Daniel is about to go off traveling again, and so am I – so it was a lucky thing that we found a time to record this final episode of Season Six – in spite of noisy NYC construction and a sketchy skype connection.

In today’s conversation Daniel talks about what motivates people to grow, the evolution of humanity, what parents can do when they see their mistakes, and why he might sound upset when he’s in a car careering toward a cliff.

Although Daniel and I don’t always see or articulate things in the same way, I am so grateful for the courageous work he has done and continues to do – not only for himself, but for the planet, for the world’s children and for the child inside each one of us.

I also want to take a moment to thank all of you who’ve listened to all 16 episodes of this Season Six.  I commend you for taking the time to hear, think, talk and breathe about so many painful and challenging ideas.  I’m pretty sure it hasn’t always been easy for any of us.

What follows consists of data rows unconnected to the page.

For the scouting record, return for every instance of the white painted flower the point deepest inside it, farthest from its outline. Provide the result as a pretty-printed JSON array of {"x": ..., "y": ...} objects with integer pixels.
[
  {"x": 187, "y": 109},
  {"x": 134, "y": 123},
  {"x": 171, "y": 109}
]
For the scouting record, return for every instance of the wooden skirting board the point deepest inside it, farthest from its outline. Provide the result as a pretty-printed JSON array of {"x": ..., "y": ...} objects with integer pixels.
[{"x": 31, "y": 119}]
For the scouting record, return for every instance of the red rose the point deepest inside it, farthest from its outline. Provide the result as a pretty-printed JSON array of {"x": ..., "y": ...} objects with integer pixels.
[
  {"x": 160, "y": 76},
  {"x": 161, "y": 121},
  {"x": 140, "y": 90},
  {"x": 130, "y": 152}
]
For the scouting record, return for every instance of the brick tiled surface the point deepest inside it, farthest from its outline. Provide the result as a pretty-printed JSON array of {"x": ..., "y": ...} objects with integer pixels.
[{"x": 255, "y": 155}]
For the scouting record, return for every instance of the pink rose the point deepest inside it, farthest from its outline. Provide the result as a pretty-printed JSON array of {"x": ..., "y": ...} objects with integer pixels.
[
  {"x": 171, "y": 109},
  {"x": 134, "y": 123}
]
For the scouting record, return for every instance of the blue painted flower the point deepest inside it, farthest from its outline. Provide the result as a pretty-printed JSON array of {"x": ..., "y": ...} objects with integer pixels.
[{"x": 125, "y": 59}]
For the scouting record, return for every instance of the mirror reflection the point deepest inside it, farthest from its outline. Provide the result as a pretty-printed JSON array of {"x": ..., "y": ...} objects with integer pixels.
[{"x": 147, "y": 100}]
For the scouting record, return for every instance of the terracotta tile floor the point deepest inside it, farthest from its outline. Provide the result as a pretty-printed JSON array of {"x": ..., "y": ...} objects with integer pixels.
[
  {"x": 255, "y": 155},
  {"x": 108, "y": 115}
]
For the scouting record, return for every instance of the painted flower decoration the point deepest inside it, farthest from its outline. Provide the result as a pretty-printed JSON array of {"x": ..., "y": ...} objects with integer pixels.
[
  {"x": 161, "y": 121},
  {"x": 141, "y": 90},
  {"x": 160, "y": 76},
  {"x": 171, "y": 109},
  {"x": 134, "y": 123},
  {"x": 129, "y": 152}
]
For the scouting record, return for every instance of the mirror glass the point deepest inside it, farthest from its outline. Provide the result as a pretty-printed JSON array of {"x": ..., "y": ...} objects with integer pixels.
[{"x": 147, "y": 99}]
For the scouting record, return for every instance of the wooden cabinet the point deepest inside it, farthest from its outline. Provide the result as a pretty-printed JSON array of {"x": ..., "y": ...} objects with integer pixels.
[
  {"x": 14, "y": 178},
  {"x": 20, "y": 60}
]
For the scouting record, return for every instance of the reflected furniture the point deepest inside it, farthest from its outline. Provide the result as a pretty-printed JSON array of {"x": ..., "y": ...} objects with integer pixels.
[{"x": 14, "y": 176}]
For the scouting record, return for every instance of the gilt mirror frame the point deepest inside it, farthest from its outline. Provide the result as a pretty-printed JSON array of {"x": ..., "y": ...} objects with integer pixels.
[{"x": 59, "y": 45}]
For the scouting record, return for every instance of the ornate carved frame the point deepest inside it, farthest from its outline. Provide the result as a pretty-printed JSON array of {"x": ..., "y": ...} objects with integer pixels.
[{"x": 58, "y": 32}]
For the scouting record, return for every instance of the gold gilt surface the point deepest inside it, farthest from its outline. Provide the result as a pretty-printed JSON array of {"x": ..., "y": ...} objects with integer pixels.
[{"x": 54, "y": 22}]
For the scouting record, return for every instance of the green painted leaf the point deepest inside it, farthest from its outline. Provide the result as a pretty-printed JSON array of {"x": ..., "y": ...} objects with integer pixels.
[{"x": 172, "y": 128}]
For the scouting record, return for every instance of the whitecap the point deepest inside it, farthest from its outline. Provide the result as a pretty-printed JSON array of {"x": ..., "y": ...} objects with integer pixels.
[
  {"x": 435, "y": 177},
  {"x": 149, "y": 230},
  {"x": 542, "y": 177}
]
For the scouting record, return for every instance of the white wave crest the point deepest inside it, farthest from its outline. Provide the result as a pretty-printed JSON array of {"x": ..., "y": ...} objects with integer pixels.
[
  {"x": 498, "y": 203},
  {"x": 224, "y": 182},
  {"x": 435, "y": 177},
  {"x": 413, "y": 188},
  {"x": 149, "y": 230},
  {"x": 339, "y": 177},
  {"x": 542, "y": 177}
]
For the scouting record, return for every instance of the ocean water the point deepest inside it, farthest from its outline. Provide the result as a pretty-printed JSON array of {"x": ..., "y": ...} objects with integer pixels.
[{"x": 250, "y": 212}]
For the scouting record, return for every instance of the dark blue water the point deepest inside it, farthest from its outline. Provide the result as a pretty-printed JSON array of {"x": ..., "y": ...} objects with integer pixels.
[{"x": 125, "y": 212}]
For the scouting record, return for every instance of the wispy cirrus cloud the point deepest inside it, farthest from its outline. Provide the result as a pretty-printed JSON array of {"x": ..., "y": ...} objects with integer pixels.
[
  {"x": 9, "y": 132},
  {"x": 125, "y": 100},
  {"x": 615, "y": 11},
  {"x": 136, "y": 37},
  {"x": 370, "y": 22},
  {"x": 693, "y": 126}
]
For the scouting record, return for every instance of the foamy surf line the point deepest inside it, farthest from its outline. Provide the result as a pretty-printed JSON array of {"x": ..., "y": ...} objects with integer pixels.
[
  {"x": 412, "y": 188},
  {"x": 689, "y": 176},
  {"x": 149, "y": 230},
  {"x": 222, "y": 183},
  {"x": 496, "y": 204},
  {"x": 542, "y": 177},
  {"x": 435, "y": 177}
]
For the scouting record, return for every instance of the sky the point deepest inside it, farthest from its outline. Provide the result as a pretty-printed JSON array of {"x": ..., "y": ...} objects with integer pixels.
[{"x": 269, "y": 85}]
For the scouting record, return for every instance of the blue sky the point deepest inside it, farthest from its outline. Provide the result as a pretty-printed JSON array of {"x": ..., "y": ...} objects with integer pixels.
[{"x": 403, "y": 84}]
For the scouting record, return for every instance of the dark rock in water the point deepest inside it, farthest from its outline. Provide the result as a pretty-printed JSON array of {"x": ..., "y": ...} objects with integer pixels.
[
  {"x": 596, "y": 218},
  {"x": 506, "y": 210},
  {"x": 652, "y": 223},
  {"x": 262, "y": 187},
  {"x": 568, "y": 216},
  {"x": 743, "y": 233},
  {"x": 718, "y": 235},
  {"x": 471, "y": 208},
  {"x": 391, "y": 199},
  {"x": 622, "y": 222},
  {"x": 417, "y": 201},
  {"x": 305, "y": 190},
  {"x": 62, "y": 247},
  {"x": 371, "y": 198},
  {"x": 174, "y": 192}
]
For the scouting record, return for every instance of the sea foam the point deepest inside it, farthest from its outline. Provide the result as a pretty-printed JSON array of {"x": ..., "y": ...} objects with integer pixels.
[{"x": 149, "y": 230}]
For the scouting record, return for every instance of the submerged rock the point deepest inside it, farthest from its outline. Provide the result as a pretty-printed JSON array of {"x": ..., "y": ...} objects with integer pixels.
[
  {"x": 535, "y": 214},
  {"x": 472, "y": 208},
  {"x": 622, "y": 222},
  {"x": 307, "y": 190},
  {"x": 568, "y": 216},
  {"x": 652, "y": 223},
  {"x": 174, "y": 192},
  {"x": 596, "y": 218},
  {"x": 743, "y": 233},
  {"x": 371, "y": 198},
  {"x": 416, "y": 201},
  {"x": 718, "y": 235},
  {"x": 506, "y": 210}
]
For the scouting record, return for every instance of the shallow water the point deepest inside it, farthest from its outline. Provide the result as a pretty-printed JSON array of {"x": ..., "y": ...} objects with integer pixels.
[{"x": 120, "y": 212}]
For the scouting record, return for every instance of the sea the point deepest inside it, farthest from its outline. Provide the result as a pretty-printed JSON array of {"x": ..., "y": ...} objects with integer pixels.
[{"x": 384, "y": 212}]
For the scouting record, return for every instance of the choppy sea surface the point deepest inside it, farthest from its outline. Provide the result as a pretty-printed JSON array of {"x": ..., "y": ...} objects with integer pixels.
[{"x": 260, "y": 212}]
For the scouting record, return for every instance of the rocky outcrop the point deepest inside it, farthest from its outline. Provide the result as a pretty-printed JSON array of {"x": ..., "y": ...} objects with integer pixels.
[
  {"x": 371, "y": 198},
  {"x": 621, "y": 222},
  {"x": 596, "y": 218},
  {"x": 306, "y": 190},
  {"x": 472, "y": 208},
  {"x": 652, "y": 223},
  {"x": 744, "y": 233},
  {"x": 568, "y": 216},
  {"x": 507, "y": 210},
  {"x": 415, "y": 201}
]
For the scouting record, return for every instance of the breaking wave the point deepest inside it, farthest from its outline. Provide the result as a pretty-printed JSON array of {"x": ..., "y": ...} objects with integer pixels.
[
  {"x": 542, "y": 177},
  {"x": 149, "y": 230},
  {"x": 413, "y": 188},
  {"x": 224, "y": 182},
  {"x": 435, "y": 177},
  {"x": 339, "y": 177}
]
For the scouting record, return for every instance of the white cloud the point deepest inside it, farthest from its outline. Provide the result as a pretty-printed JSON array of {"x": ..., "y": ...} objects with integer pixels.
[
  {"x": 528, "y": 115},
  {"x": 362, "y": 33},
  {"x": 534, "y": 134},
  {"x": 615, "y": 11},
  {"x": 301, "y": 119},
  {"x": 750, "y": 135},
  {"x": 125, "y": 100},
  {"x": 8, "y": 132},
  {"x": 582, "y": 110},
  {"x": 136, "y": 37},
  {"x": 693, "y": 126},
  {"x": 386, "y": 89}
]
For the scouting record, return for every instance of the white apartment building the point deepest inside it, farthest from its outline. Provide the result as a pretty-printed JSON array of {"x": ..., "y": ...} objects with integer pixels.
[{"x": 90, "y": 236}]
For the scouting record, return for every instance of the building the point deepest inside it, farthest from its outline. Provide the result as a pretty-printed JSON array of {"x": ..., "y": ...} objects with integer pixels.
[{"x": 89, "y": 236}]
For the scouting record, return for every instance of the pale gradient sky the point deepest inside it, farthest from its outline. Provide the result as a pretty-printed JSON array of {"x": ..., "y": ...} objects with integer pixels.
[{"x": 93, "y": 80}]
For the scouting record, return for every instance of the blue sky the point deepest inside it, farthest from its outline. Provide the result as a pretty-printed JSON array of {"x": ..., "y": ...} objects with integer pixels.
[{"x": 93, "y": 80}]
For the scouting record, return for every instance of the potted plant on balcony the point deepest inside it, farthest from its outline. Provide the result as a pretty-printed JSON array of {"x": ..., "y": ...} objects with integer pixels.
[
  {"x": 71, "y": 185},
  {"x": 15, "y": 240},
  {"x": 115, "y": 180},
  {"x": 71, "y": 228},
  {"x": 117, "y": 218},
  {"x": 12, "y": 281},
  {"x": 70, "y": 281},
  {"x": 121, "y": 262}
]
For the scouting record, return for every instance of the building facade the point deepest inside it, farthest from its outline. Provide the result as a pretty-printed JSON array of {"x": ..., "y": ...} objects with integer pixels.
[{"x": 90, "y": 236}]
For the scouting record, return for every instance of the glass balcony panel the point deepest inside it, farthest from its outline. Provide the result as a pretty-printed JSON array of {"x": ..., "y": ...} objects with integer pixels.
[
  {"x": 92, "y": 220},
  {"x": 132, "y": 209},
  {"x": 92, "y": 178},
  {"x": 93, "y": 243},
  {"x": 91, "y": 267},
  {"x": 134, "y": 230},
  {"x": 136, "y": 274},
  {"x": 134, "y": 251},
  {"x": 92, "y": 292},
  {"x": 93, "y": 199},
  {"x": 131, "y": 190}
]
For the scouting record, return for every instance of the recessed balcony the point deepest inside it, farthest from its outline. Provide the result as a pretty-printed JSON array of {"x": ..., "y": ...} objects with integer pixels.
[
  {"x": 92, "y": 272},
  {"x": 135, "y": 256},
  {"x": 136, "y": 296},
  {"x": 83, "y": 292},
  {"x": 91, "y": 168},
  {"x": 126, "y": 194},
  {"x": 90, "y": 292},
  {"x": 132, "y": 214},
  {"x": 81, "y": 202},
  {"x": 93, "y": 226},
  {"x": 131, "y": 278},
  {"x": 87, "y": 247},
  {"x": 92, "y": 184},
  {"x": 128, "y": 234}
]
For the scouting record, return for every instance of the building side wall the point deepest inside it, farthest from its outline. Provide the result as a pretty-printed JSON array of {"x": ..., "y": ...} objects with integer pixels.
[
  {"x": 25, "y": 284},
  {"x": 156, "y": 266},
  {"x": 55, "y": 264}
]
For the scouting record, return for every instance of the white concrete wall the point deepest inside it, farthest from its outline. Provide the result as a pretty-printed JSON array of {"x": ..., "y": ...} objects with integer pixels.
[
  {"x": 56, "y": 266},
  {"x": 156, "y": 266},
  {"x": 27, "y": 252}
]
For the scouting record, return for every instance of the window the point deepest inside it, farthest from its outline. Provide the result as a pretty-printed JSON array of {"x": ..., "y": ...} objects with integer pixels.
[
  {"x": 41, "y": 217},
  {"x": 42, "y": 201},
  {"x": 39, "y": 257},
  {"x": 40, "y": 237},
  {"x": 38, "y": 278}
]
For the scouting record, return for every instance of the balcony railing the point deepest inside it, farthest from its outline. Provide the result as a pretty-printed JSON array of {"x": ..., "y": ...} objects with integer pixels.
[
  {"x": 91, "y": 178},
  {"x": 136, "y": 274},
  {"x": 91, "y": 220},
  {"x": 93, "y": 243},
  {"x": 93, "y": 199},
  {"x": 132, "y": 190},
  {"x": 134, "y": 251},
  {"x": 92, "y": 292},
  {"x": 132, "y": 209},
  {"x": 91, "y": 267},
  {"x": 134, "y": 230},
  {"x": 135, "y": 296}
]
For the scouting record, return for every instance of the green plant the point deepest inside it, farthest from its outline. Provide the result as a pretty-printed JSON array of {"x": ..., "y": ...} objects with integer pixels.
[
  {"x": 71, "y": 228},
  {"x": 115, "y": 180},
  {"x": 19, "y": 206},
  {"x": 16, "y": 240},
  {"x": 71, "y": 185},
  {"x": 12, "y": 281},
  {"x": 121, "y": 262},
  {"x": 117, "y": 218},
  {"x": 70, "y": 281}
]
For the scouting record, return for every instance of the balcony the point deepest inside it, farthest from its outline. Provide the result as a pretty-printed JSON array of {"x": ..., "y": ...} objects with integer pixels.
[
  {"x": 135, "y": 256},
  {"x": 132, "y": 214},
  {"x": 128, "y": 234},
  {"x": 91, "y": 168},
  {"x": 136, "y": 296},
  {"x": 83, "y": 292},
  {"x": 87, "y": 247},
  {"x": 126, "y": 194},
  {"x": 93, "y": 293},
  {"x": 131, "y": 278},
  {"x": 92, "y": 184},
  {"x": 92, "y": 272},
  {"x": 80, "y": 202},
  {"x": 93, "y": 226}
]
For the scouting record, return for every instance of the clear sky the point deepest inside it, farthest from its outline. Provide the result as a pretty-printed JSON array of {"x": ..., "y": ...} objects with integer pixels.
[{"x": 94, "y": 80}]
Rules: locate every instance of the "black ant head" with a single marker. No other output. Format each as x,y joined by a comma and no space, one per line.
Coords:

I don’t usually know what the point of this podcast is, but I sometimes have a bit of hope that it might somehow help the world come closer to being a safe, nurturing and supportive place in which human beings can thrive.  I don’t know how these things work, but I s’pose a girl can always dream.   Thanks for being a part of that journey.


1 comment to P37: Careening Toward the Cliff

  • Derek Vernon Smith

    Nice chat. Speaking as a parent who has recognised – and is still uncovering – the terrible parenting I inflicted on my daughter, I would never say I should never have fathered her. I think that would be terrible and abusive. She is in the world now and her precious life is of enormous value (and I am not speaking of any benefits that might accrue to me – she is a free agent and can associate with me freely or ostracise me, I will support her as best as I am able and expect nothing, zero, zilch in return). It is a fact – and certainly not one that in any way absolves parents from their misdeeds – that many harmed children grow to do much good in the world. Daniel is a case in point, Stefan Molyneux is another, and there are innumerable further examples. So I join with Daniel in calling for child-centred parenting, openness about the misdeeds of parents, and so forth, but not with his disavowal of the cycle of birth and life. That position is a formative contradiction because were it applied with rigour he would not have been able to engage in his teaching and extend his healing perspective to the world.